Object distance, \(u = −20\ cm \)
Object height, \(h = 5\ cm\)
Radius of curvature, \(R = 30\ cm \)
Radius of curvature is twice the focal length, \(R = 2f \)
\(f = 15\ cm \)
Using the mirror formula,
\(\frac 1v+\frac 1u=\frac 1f\)
\(\frac 1v=\frac 1f-\frac 1u\)
\(\frac 1v=\frac {1}{15}+\frac {1}{20}\)
\(\frac 1v=\frac {4+3}{60}\)
\(\frac 1v=\frac {7}{60}\)
\(v= 8.57\)
The positive value of v indicates the image is formed behind the mirror.

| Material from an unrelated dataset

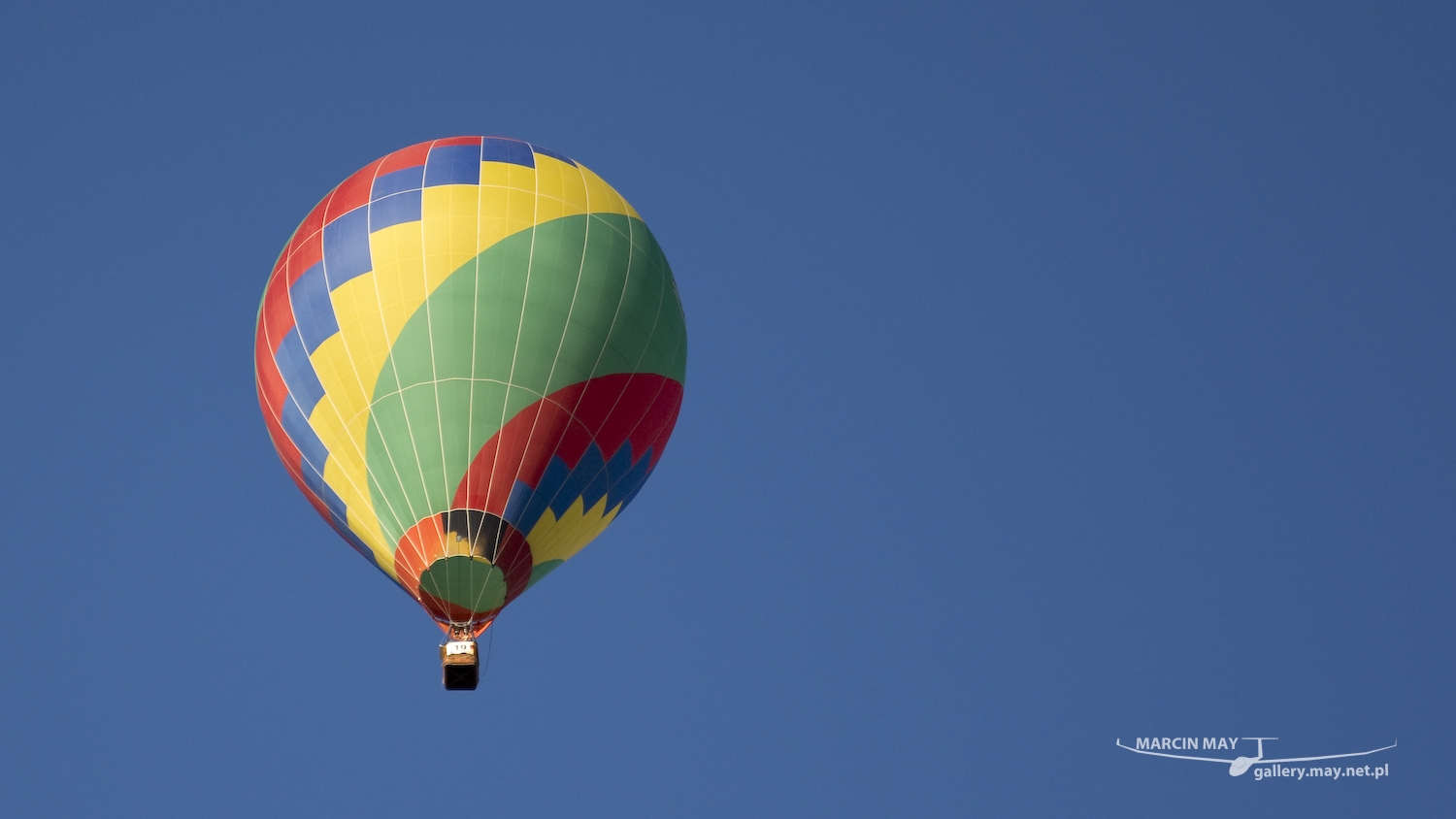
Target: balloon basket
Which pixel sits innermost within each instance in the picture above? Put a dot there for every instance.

Magnification, \(m=-\frac {\text {Image\ distance}}{\text{Object\ distance}}\)
\(m =-\frac {8.57}{-20}\)
\(m=0.428\)
The positive value of magnification indicates the image formed is virtual.
Magnification, \(m=-\frac {\text {Height \ of the \ Image}}{\text{Height \ of the \ Object}}\)
\(m = \frac {h'}{h}\)
\(h'=m \times h\)
\(h' =0.428 \times 5\)
\(h'=2.14\ cm\)
The positive value of image height indicates the image formed is erect.
Therefore, the image formed is virtual, erect, and smaller than the object.